Conflict always arises from a disagreement between two parties.
This disagreement can lead to:
– Flight: each party abandons the discussion and goes his way, understanding that the other party will not change its mind.
– Impasse: the discussion does not succeed, each party trying to take a dominant position. Either the other party submits, and the discussion stops, or the other party raises the stakes and the tone rises, creating a conflict.
– Mutual distancing: in the absence of any possible dialogue between two parties, each moves away. The conflict remains dormant, and avoidance does not solve the problem, or the conflict situation remains latent.
– Harassment: when a conflict is resolved, but one of the two actors still holds on to a certain resentment and cannot let go of what has happened, a phenomenon of harassment can occur. To take revenge for a situation where he feels he has been wronged, he will harass the other party.
Good to know: the law has broadened the facts that constitute moral harassment. Moral harassment is now defined as when numerous people, acting in concert or at the request of one of them, impose words or behaviours on the same victim, even though none of these people has acted in the same way before. Also, when a series of statements or behaviours are directed at the same victim by multiple people who, even in the absence of concerted action, are aware that these comments or behaviours are indicative of a pattern. Moreover, committing acts of harassment via a digital or electronic medium becomes an aggravating circumstance.
Learn how to manage conflicts
There are two kinds of conflicts:
– Those where one is a spectator and where one can mediate when the situation lends itself to it.
◦ – Those where one is an actor and can act in the direction of resolving the conflict.

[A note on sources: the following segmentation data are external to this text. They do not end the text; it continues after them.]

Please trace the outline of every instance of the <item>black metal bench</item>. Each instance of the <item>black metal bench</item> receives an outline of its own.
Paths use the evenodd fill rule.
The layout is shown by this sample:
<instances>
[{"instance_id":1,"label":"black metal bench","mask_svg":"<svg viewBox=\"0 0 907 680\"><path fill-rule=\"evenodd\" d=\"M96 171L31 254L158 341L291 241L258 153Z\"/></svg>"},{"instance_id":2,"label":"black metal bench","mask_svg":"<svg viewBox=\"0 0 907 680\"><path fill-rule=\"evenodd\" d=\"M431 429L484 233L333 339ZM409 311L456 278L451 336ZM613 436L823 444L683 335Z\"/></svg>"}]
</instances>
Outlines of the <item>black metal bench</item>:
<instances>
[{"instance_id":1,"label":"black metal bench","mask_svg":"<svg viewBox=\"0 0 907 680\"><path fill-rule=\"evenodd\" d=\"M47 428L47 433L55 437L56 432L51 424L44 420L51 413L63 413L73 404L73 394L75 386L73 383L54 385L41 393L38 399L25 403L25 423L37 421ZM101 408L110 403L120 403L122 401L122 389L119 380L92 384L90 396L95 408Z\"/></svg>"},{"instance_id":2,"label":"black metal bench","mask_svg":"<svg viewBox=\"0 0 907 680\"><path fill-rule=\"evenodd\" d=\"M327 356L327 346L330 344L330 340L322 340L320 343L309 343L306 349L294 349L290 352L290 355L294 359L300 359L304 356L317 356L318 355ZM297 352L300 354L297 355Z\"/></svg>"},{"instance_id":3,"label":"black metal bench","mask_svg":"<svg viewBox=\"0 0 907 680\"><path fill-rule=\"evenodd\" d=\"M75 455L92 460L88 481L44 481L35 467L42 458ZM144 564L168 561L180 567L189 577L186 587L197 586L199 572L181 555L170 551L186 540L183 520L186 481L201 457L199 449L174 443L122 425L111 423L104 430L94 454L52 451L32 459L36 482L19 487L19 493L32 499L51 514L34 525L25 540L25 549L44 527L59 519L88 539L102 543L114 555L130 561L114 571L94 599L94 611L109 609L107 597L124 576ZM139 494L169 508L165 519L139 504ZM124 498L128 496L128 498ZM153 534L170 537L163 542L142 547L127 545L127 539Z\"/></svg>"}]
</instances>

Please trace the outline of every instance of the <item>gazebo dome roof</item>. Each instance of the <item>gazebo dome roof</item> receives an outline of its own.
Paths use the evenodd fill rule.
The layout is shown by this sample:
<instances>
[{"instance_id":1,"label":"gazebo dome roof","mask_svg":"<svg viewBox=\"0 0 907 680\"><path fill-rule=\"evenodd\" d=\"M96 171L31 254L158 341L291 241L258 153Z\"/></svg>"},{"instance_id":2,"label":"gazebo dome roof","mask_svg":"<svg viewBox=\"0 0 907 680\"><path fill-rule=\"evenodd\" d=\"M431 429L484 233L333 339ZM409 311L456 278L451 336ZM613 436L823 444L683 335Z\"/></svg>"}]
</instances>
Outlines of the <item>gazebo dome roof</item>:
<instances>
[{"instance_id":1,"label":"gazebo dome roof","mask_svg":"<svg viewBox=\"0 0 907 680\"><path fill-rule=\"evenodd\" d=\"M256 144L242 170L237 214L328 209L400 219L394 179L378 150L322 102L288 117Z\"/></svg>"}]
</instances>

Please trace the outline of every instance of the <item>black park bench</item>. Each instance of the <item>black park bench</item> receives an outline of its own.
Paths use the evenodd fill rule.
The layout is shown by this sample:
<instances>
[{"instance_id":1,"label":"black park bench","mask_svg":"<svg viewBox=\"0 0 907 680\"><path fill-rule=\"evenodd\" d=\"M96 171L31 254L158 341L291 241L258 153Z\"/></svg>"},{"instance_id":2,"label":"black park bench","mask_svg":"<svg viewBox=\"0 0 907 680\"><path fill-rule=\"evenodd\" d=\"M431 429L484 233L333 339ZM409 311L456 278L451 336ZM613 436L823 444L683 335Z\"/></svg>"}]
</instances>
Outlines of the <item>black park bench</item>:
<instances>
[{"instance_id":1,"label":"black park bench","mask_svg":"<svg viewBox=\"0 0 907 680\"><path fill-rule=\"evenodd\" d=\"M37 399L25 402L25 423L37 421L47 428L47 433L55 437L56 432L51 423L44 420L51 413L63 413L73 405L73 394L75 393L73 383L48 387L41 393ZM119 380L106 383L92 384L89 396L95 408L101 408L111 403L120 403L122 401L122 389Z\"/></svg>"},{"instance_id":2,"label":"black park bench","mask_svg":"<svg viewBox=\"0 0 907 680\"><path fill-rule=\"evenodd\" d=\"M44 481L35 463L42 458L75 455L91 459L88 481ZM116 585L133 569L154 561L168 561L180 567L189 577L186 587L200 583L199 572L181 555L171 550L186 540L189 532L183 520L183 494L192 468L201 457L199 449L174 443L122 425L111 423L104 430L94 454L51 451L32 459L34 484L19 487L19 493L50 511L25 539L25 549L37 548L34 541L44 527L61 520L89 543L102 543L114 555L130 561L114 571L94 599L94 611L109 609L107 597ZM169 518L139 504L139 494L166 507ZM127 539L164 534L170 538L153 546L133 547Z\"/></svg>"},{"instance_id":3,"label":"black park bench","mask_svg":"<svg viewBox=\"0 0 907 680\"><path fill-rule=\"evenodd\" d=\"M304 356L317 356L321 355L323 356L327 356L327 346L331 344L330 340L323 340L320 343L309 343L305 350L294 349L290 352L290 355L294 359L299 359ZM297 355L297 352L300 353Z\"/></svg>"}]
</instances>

Example 1: This is the case of the employee who suffers daily the conflict between his two office colleagues and wishes to remain outside by not taking sides.
◦ Example 2: this is the case of the traveller who witnesses a conflict between two other travellers sitting next to him in the same compartment.
What helps in managing conflicts
Here are a few ways to successfully manage conflicts:
– A better knowledge of the other person:
◦ Communication tools such as NLP or transactional analysis allow us to get to know others better and understand that we do not all function the same way.
◦ By understanding the differences, while maintaining an assertive demeanour, we can express our ideas without asking the other to agree at all costs necessarily.
– Finding the proper mode:
◦ It is best to manage conflict in a win-win model, not a win-lose model.
◦ Thus, finding a solution to a problem between two people is only valid if each person is better off. If one of the two is harmed, the answer is not the right one.
– Knowing how to listen: conflicts often arise from a lack of listening. One party focuses on what they say but forgets to listen to what the other party thinks. Many conflicts arise from a lack of listening.
– Learn to express yourself without aggression: when a conflict breaks out, it is often because one of the two parties has not been able to manage his emotions. Instead of calmly stating the various divergent points, he explodes in screams, and the other party overreacts or can no longer say anything.
Getting help to manage conflicts better
When you have tried everything to no avail, it is always possible to get help to manage conflicts:
– By a couple of therapy: when a conflict remains within a couple, the communication does not pass anymore.
In particular, by family therapy to find a solution to persistent conflicts in family relationships.
– By psychotherapy or psychoanalysis to learn how to manage conflicts in the professional or family setting:
◦ Sometimes, people systematically conflict with any authority figure: boss, husband, father, etc.
◦ Finding the reason for these repeated conflicts allows one to readjust one’s behaviour, and psychotherapy often proves to be very beneficial in managing disputes.